Definition
Ein zufallskorrigiertes Maß für Interrater‑Übereinstimmung bei zwei Bewertern, die Objekte in kategoriale Klassen einteilen; es vergleicht die beobachtete Übereinstimmung mit der erwarteten Übereinstimmung unter Unabhängigkeit der Bewerter und liegt typischerweise zwischen −1 und 1 (0 = Übereinstimmung auf Zufallsniveau).

Prinzip

Prinzip
Kappa isoliert die über den Zufall hinausgehende Übereinstimmung und hängt sowohl von der beobachteten Konkordanz als auch von den Marginalverteilungen (Kategorienprävalenzen) der Bewerter ab.

Demonstration

Demonstration
Illustratives Beispiel: Zwei Pathologen klassifizieren 100 Gewebeproben unabhängig als benign oder maligne. Beobachtete Übereinstimmung 90 %, erwartete Zufallsübereinstimmung (aufgrund der Marginals) 70 %, ergibt Cohens Kappa ≈ 0,67 — substanzielles Übereinstimmen über den Zufall hinaus.

Fehlanwendung

Fehlanwendung
Kappa‑Werte ohne Berücksichtigung der Prävalenz oder ungleicher Marginalverteilungen zu interpretieren. Der häufige Fehler ist, ein niedriges Kappa als schlechtes Übereinstimmen zu werten, obwohl der Prozentwert hoch ist (‚Kappa‑Paradoxon‘), oder Kappa für mehr als zwei Bewerter ohne Anpassung zu verwenden.

Konsequenz

Konsequenz
Kappa wird weit verbreitet zur Darstellung der Interrater‑Reliabilität bei kategorialen Klassifikationen eingesetzt; unkritische Anwendung kann Übereinstimmung unterschätzen bei unausgeglichenen Kategorien oder zu falschen Entscheidungen bei Instrumentenwahl und Schulung führen, wenn Marginaleffekte ignoriert werden.

Umkehrung

Umkehrung
Bei extremen Kategorienprävalenzen oder stark unterschiedlichen Marginalverteilungen der Bewerter kann Kappa niedrig sein trotz hoher beobachteter Übereinstimmung; in solchen Fällen können angepasste Maße (Prävalenz‑/Bias‑Adjustment) oder Alternativen (Gwet's AC1, Prozentübereinstimmung) die praktische Konkordanz besser widerspiegeln.

Abgrenzung

Abgrenzung
Eindeutig innerhalb: zwei Bewerter, nominale kategoriale Ergebnisse.
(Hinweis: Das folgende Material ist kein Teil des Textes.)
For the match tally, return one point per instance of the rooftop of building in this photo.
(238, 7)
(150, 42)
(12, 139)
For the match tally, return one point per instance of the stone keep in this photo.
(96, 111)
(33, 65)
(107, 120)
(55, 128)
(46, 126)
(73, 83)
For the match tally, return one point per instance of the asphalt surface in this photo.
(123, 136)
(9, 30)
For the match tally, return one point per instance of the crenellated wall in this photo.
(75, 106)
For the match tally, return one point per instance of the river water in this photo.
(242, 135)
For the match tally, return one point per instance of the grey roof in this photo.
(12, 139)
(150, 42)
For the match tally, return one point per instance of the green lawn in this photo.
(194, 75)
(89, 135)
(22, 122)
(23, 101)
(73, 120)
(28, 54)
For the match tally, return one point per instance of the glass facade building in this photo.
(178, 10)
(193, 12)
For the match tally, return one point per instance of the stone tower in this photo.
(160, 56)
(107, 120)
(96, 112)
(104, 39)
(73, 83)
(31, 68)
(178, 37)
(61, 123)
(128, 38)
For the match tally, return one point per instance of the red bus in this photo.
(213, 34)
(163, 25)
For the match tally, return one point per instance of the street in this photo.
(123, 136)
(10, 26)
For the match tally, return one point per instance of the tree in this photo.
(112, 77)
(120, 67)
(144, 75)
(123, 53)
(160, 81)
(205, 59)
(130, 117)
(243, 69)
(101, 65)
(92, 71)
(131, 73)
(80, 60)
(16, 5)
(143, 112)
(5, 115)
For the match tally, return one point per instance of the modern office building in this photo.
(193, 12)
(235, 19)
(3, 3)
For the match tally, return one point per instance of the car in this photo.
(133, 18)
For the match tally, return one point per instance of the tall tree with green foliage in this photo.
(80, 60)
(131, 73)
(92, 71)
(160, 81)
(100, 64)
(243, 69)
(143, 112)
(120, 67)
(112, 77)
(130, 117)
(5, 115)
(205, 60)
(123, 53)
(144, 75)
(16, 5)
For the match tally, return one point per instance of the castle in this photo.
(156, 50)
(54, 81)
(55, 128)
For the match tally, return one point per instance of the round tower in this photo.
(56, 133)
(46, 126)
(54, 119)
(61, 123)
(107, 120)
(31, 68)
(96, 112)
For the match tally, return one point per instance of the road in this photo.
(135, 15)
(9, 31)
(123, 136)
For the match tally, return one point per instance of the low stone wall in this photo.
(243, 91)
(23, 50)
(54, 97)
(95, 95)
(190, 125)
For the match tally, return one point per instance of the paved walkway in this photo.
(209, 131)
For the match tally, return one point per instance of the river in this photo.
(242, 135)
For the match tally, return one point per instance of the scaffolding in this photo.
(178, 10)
Grenzfall: ordinale Kategorien, hier ist gewichtetes Kappa geeigneter. Eindeutig außerhalb: Mehrere Bewerter ohne Anpassung (dafür Fleiss' Kappa oder andere Mehr‑Rater‑Maße).

Semantische Spannung

Semantische Spannung
Rohes Prozentübereinstimmen (intuitiv) versus zufallskorrigiertes Übereinstimmen (Kappa); Spannung, weil Prozentsätze das erwartete Zufallsübereinstimmen ignorieren, Kappa jedoch prävalenz‑ und bias‑empfindlich ist.

Synthese

Synthese
Cohens Kappa bemisst die über den Zufall hinausgehende Übereinstimmung zweier kategorialer Bewerter, muss aber zusammen mit Prozentübereinstimmung, Marginalverteilungen und, falls nötig, alternativen Koeffizienten interpretiert werden, um Fehlschlüsse bei unausgeglichenen oder multi‑rater Situationen zu vermeiden.